The Sky Combat Ace stunt plane that crashed April 30 near Jean impacted a hilltop 12 miles south of Henderson Executive Airport, killing the pilot and his passenger and spreading debris for 800 feet, federal investigators said in a preliminary report Wednesday.

The single-engine aircraft, an Extra EA-300/L registered to Vegas Extreme Adventures LLC, impacted mountainous terrain while heading northeast, according to the National Transportation Safety Board, investigator-in-charge.

The preliminary report did not mention a probable cause for the crash but said visual flight conditions prevailed and no flight plan had been filed. A factual report followed by an analysis and probable cause is expected to take eight months to a year to complete.

Pilot Ben Soyars, 37, of Las Vegas and Steve Peterson, 32, of Rohnert Park, California, died in the crash of blunt trauma injuries, the Clark County coroner’s office has said.

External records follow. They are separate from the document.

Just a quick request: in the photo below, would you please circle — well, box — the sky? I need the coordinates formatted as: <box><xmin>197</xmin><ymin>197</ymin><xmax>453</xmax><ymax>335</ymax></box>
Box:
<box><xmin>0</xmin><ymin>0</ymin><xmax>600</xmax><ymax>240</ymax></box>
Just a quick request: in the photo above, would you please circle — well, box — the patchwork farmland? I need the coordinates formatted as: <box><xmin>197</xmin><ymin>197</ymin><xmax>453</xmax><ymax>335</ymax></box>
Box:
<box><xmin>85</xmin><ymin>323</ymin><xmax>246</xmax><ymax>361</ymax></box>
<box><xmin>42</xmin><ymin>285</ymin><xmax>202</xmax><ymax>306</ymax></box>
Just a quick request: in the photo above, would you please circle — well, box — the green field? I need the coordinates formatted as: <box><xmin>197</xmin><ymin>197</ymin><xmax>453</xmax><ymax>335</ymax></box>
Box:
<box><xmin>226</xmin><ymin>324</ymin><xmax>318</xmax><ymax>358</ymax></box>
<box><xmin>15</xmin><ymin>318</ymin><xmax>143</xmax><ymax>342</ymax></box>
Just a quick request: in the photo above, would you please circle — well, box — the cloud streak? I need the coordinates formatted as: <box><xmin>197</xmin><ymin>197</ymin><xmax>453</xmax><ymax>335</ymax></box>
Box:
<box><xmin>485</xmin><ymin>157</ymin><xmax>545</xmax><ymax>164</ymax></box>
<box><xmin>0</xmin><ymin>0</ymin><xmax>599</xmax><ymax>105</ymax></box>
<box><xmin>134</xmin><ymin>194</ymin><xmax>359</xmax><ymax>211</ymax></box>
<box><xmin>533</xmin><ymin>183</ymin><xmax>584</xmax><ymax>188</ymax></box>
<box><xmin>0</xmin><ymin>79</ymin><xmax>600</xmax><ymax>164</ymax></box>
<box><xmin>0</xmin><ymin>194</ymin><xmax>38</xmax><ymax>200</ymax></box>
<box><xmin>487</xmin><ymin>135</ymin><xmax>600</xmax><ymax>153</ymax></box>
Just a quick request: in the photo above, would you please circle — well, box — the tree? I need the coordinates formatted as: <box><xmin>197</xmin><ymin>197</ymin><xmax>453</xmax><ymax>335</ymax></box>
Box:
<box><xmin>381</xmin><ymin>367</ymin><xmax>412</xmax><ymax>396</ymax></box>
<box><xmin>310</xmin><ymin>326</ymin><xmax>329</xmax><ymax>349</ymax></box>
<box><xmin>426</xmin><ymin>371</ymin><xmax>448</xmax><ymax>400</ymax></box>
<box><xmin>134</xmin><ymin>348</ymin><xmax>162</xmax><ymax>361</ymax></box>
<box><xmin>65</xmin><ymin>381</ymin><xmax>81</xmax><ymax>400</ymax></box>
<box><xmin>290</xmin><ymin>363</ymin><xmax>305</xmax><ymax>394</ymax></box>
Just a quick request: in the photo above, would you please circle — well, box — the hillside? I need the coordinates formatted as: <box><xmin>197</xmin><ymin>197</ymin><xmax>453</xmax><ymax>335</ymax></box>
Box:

Peterson was among 12 men who had traveled to Las Vegas for a bachelor party and had planned to take simulated, air-to-air combat flights on Sky Combat Ace planes with an “instructor” pilot in the back seat of each of the three aircraft and their “student” passengers in the front seat of each cockpit.

But with thunderstorms lurking near the Henderson airport about 4 p.m., members of the bachelor party had questioned the Sky Combat Ace refund policy. It states essentially that customers must go on the flights with the company’s instructor pilots or forfeit their fare money. So rather than lose more than $8,000 that the group had ponied up for the flights, three of nine who had planned to go departed in three of the company’s planes about 4:30 p.m.

“Information provided by the company representatives revealed that the accident plane departed and rendezvoused with two other company airplanes to conduct a simulated air to air combat mission,” the NTSB report says. “Two airplanes at a time would maneuver against each other while the other airplane observed from a safe distance.”

After the simulated air-combat maneuvers, all three aircraft returned toward the Henderson airport. But after the first two airplanes landed “and realized that the third airplane behind them did not return … the company launched an airplane to conduct a search,” the report reads.

The wreckage was discovered a short time later near a hilltop.

All major components of the airplane were located in the debris path, according to the preliminary investigation report.

Sky Combat Ace President Richard Coe has not returned phone calls to the Las Vegas Review-Journal seeking comment.